Let’s go back in time to this great article:
The powerful Koch boys from Kansas
Last year, in a move that does not bode well for the nation’s forests, the Koch brothers of Kansas engineered a $13.2 billion buyout of forest products producer Georgia Pacific Corporation, making their company, Koch Industries, the nation’s largest privately held company.
According to the Toronto Globe and Mail, Koch’s purchase of Georgia Pacific would vault Koch past food producer Cargill Inc. as the largest privately held company in the United States, with $80-billion in revenue and 85,000 employees in 50 countries.
The Koch Boys from Kansas are smart, focused, and incredibly wealthy. For years they’ve been pushing both a libertarian and free-market agenda through tens of millions of dollars in contributions to conservative causes, candidates and organizations.
In a way, the Georgia Pacific acquisition “completes the circle” for Koch, Scott Silver told me in an e-mail interview. “The ideologues running the land management agencies are the product of the think tanks created by, and funded by, the Koch family,” Silver, the executive director of the environmental group Wild Wilderness, pointed out.
“Those ideologues are now in a position to permit Koch’s newest acquisition, Georgia-Pacific, to further rape and pillage the public’s lands.
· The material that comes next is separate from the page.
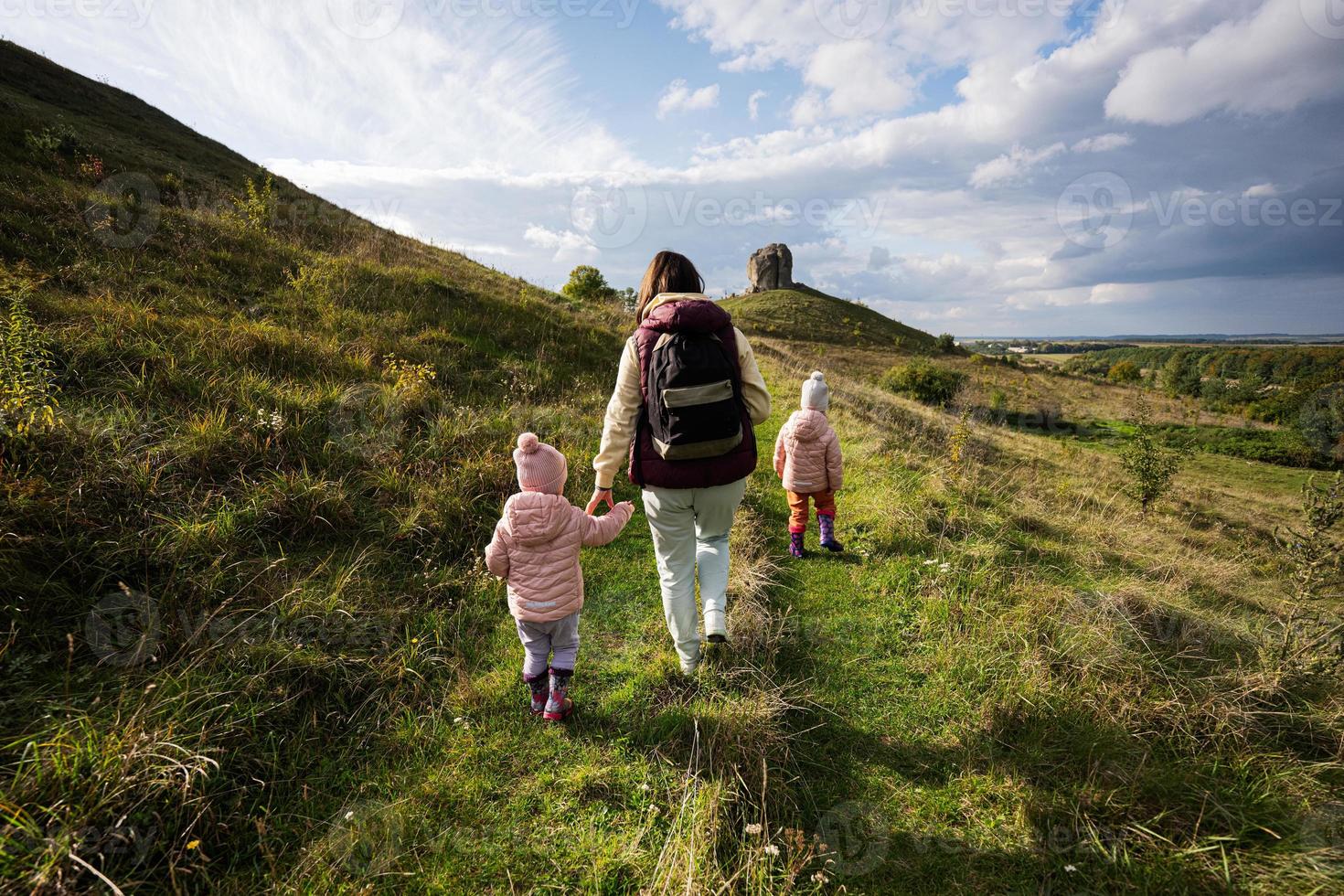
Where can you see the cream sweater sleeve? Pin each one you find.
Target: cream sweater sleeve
(623, 414)
(623, 411)
(754, 392)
These think tanks promote the Free-Market ideal when it serves their interests to do so, but in reality, they are firmly committed to the ideal of enriching private interests at enormous direct cost to the American taxpayer.”
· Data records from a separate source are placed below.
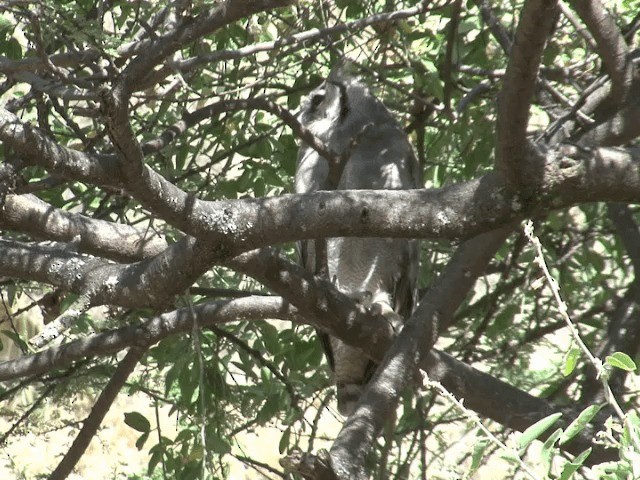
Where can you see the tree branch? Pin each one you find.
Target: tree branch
(98, 412)
(536, 21)
(611, 46)
(123, 243)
The Koch (pronounced “coke”) brothers, Charles, David, William and Frederick are sons of Kansas. Thirty-eight years ago, Charles took over the company from his father, company founder Fred Koch. According to a recent piece in Business Week, Charles, 70, and David, 65, now “own the bulk of the company after elbowing out their other brothers … in 1983,” buying out William and Frederick for $470 million and $320 million, respectively. In 1998, in a chilling display of family disunity, “the two sets of brothers walked silently past one another in court as William and Frederick lost a lawsuit to extract more money from Charles and David.”
In 1940, Fred Koch founded the company as an oil refiner. A graduate of MIT, he was an original member of the anticommunist ultra-conservative John Birch Society, founded in 1958. The sons did not fall far from the tree: Both Charles and David graduated from MIT and have been deeply involved in conservative politics.
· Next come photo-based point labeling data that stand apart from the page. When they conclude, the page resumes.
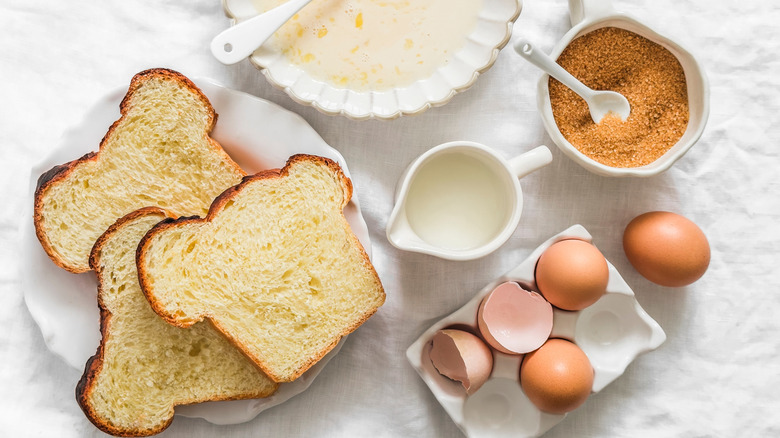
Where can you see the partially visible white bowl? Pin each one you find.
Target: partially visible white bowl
(489, 36)
(590, 15)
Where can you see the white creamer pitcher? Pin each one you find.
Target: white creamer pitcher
(589, 15)
(460, 200)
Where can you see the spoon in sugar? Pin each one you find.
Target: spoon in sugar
(239, 41)
(600, 103)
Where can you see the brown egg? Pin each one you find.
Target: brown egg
(557, 377)
(572, 274)
(666, 248)
(461, 356)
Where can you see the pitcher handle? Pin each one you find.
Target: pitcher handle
(530, 161)
(582, 10)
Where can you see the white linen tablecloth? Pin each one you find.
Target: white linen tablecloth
(718, 373)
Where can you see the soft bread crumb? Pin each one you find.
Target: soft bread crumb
(274, 266)
(158, 153)
(144, 366)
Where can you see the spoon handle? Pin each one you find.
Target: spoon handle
(237, 42)
(527, 50)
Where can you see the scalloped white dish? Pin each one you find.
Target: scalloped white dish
(64, 305)
(483, 42)
(612, 332)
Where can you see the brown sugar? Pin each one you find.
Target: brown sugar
(647, 74)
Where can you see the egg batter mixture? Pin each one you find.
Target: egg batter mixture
(374, 44)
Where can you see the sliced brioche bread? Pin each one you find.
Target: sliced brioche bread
(274, 266)
(145, 366)
(158, 153)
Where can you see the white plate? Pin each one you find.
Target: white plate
(489, 36)
(258, 135)
(611, 332)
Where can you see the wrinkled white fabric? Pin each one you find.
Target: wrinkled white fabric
(717, 375)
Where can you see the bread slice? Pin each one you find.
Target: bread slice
(158, 153)
(274, 265)
(145, 366)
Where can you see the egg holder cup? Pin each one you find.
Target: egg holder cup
(589, 15)
(612, 332)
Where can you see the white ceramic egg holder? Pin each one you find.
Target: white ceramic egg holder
(612, 332)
According to “Axis of Ideology,” a 2004 report by the National Committee on Responsive Philanthropy, the two dominant Koch boys have “a combined net worth of approximately $4 billion, placing them among the top 50 wealthiest individuals in the country and among the top 100 wealthiest individuals in the world in 2003, according to Forbes.”
And, this article:
Koch Brothers Increased Wealth by $9 Billion Last Year As They Fund Laws to Make Working Class Poorer | Buzzflash
Based on a recent Forbes survey, Rachel Maddow revealed that while Wisconsin Gov. Scott Walker is stripping away the financial security of workers, the Koch brothers increased their wealth by $9 billion last year. Together, Maddow notes, they would rank as the fourth-wealthiest person ($44 billion) in the world.
Meanwhile, the Koch brothers and Karl Rove, among others, are using front organizations to pit working people, who are being exploited, against unions. It’s the ultimate in class warfare: make the working class fight each other over an increasingly smaller piece of the financial pie, as the super wealthy run off with the bakery.
That’s why ads in Wisconsin – and stories on Fox – are trying to get Wal-Mart low-wage workers to resent that union members receive better benefits, which of course – on a logical level – reinforces to many of us exactly why unions are needed: to prevent the impoverishment of people who labor for a living.
What’s not mentioned in these ads, or the right-wing media echo chamber, is why the government is subsidizing the wealthy who don’t pay their fair share.